Going out with you today felt somewhat odd, I didn't know what to speak and what to do for the most part, even if we've known each other for more than a year now– we know each other, don't we? At our spot, I suppose, I was really cold, like it was November again and it snowed the first time, and we were both so awkward, not knowing anything– back when things were new. I felt like I couldn't look anywhere else but the landscape with the city, but i kept on thinking about that day full of joy from months ago, and I swear I could've felt a snowflake falling on my nose. Maybe it's just my cold acting up...
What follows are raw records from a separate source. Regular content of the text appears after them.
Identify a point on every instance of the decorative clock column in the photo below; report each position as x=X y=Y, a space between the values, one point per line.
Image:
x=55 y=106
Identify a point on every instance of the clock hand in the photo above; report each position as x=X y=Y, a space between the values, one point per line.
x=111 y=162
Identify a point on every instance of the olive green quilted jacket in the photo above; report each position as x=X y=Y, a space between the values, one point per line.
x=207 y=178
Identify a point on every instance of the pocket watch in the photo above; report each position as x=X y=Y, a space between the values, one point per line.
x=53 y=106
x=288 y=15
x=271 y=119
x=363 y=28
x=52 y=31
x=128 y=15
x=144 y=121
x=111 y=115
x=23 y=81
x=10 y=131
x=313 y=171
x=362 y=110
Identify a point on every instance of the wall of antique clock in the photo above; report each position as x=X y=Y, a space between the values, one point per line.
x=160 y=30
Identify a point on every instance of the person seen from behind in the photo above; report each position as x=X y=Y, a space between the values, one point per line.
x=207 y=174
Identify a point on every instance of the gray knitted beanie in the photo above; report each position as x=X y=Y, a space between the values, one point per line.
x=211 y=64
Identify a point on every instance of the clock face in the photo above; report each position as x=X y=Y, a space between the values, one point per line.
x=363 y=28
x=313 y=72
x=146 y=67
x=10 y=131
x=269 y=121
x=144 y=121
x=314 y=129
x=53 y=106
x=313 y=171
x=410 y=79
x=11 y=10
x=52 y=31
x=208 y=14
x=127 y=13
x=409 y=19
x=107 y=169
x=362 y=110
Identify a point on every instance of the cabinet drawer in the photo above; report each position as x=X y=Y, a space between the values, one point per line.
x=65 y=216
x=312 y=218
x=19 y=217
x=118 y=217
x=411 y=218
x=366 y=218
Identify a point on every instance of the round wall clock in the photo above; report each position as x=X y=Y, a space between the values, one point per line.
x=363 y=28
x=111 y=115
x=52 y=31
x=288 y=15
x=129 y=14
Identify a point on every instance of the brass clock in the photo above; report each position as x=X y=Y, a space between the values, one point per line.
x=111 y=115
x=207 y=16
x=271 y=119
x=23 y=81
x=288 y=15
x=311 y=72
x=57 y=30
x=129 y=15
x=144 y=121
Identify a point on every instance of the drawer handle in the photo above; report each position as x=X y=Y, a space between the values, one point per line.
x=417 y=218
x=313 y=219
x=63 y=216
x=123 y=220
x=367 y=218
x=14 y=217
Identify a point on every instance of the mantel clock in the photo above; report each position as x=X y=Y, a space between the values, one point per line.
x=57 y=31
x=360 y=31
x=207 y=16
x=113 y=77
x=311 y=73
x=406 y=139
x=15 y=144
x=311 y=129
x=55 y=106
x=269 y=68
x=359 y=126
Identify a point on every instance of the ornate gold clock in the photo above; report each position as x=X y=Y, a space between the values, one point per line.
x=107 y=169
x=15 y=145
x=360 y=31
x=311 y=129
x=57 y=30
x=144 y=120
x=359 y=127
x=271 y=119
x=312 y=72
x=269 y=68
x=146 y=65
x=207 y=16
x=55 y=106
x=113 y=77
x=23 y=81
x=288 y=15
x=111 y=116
I've been quite tensed up these days, not particularly because of one reason– i just stress; that's what i do best. I look around my room and find my walls so empty and lifeless, stripped from the memories. When i made that whole shit show that night, ripping shit from my walls and making it into tiny pieces i just wanted to delete everything from my memory, to forget about all good and focus on what i had in mind– it didn't work, i just regret my gestures now and i'm trying to glue everything back together like nothing ever happened, but i believe they will never look good again, and that i should make room for new things, i don't want to. I don't want to take new pictures and put them up on my wall, i want my pictures. I am so scared that everything is fucked up now and irreversible, no one is giving any other advice(or warning i guess) other than what i know.
We fucked up i suppose...
When you caressed my head and back earlier today, i couldn't help but feel like crying– i held it in so well that i didn't even believe myself. I couldn't look into your eyes; because i'm guilty, or scared... i don't even know what i was feeling, and clearly i don't know who to confess all this to cause i already know everyone went mad lately because of this whole thing. You kissed me so quickly like it was the first time, and i looked away just as quick, before that tear finally rolled down my cheek– i hope you didn't notice, i didn't want you to feel bad. When you told me that you love me, i took a moment to think about it, not that my heart didn't know its feelings, but because i wasn't sure it was real. I love you, too , i said, believing every word and sound i had pronounced, partially hating myself that i had to doubt you.
I had promised so much bullshit in my life, and only then i realized how awful i can be with that, but how am i supposed to get over my ways? How are you supposed to do the same thing?
I've missed the you that i know, as corny as that may sound.